Credit transfer between institutions is not a feature of Japanese institutions, although the hen’nyu (transfer) system is used between faculties within an HEI. A reason for this is partially explainable from the previous paragraph: a lack of content streaming at the compulsory (including high-school) level forces many HEIs to include career advice courses as a part of their curriculum. The upshot of this is a very generalised education whose isomorphic features produce a similarity among the curricular products throughout the country: hence there is little need for students to transfer. Another sociological feature of the Japanese society produces a force against transfer. Hofstede (2015) notes that the Japanese are loyal to their in-group; once an individualistic choice is made, in this case the HEI with which to identify, their sense of loyalty prohibits easy movement away from it. The minimalist features of the currently existing credit transfer system enforces a structuralist barrier also, and psychologically, as very few students do actually transfer, potential transfer students are reluctant to display themselves as not being able to fit in by leaving their group. Even hen’nyu within the institution is rare. In my experience around two or three students applied each year out of a cohort in the thousands.

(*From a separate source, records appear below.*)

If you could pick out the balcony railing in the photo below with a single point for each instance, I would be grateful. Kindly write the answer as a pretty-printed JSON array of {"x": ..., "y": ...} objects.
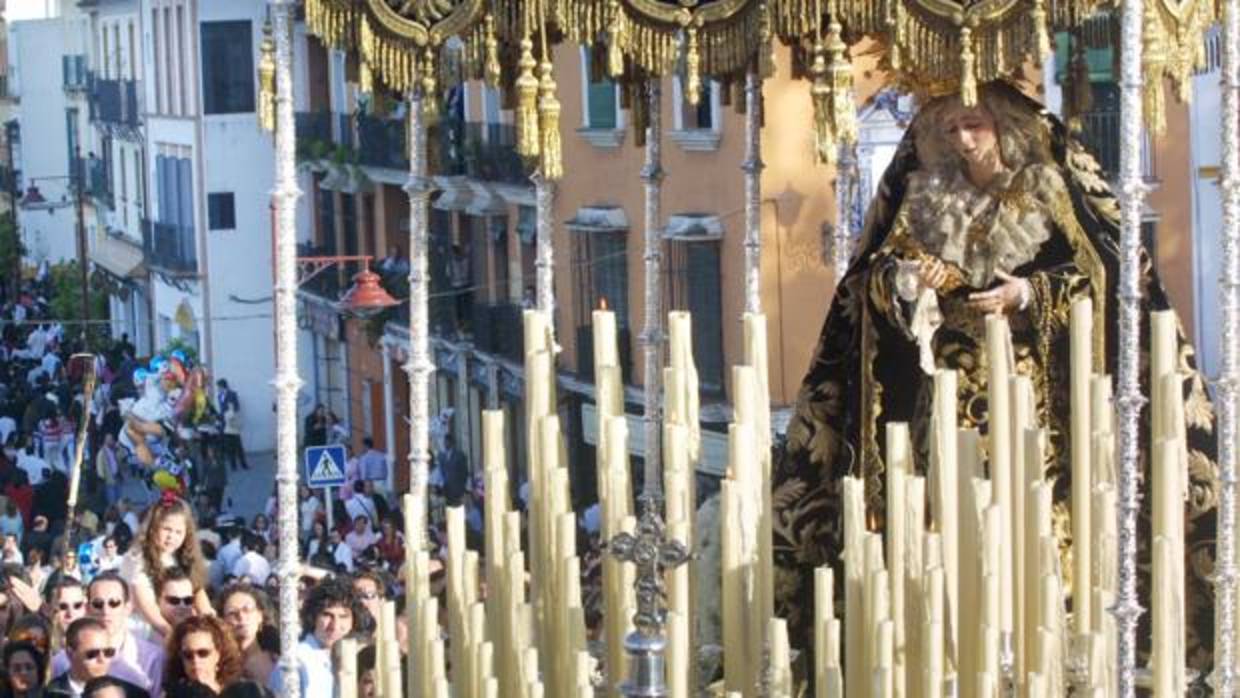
[
  {"x": 381, "y": 143},
  {"x": 114, "y": 102},
  {"x": 497, "y": 330},
  {"x": 73, "y": 71},
  {"x": 490, "y": 154},
  {"x": 1100, "y": 133},
  {"x": 98, "y": 180},
  {"x": 169, "y": 247}
]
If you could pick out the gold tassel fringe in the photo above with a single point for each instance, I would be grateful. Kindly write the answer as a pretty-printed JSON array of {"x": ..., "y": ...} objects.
[
  {"x": 820, "y": 94},
  {"x": 693, "y": 68},
  {"x": 429, "y": 89},
  {"x": 494, "y": 72},
  {"x": 267, "y": 81},
  {"x": 967, "y": 68},
  {"x": 843, "y": 112},
  {"x": 1039, "y": 20},
  {"x": 527, "y": 102},
  {"x": 551, "y": 161},
  {"x": 615, "y": 41}
]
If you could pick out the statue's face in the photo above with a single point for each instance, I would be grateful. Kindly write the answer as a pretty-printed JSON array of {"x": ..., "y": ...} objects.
[{"x": 971, "y": 134}]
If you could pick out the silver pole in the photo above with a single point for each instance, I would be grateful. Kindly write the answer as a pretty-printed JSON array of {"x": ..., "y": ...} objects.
[
  {"x": 1132, "y": 191},
  {"x": 1225, "y": 570},
  {"x": 418, "y": 367},
  {"x": 652, "y": 336},
  {"x": 846, "y": 186},
  {"x": 388, "y": 418},
  {"x": 287, "y": 381},
  {"x": 753, "y": 169},
  {"x": 544, "y": 263}
]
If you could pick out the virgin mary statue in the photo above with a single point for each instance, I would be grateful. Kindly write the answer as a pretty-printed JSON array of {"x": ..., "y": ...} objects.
[{"x": 988, "y": 208}]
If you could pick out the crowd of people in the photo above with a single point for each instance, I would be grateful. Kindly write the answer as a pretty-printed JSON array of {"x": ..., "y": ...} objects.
[
  {"x": 153, "y": 588},
  {"x": 163, "y": 591}
]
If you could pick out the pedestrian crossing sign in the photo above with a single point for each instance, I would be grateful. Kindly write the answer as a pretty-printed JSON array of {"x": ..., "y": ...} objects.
[{"x": 325, "y": 466}]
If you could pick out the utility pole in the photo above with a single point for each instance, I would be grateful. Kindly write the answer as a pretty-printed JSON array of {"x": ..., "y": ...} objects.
[{"x": 79, "y": 177}]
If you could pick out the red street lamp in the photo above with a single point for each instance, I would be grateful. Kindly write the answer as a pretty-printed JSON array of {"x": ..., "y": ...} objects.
[{"x": 365, "y": 298}]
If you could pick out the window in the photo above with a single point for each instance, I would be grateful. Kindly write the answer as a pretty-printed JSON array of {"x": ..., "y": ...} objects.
[
  {"x": 600, "y": 270},
  {"x": 697, "y": 125},
  {"x": 221, "y": 211},
  {"x": 602, "y": 122},
  {"x": 693, "y": 285},
  {"x": 227, "y": 67},
  {"x": 349, "y": 218},
  {"x": 326, "y": 220},
  {"x": 600, "y": 96}
]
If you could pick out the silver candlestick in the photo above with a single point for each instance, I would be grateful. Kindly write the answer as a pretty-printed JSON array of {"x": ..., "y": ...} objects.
[{"x": 654, "y": 553}]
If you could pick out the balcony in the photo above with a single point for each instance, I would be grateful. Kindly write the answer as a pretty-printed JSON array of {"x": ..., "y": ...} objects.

I would be interested in knowing how content streaming differs from pathways. I did a brief search for ‘pathways’ in the curricular sense, but the search engines delivered many neural and computer syllabi but no definitions. Even Infed.org had nothing on that term.
Aoki, K. (2008). Confucius vs. Socrates: The Impact of Educational Traditions of East and West in a Global Age. The International Journal of Learning, 14(11).
Aspinall, R. W. (2006). Using the paradigm of “small cultures” to explain policy failure in the case of foreign language education in Japan.Japan Forum, 18(2), 255–274. http://doi.org/10.1080/09555800600731197
Frølich, N., Huisman, J., Slipersæter, S., Stensaker, B., & Botas, P. C. P. (2013). A reinterpretation of institutional transformations in European higher education: Strategising pluralistic organisations in multiplex environments. Higher Education, 65, 79–93. http://doi.org/10.1007/s10734-012-9582-8
Hofstede, G. (2015). Japan. Retrieved October 18, 2015, from http://geert-hofstede.com/japan.html
Mock, J., Kawamura, H., & Naganuma, N. (2016). The Impact of Internationalization on Japanese Higher Education: Is Japanese Education Really Changing? (Vol. 1). Rotterdam: Sense Publishers. http://doi.org/10.1017/CBO9781107415324.004
Morrill, R. L. (2007). Strategic Leadership: Integrating Strategy and Leadership in Colleges and Universities. Lanham: Rowman & Littlefield Publishers, INC. and the American Council on Education.
Poole, G. S. (2010). The Japanese Professor: An Ethnography of a University Faculty. Rotterdam: Sense Publishers.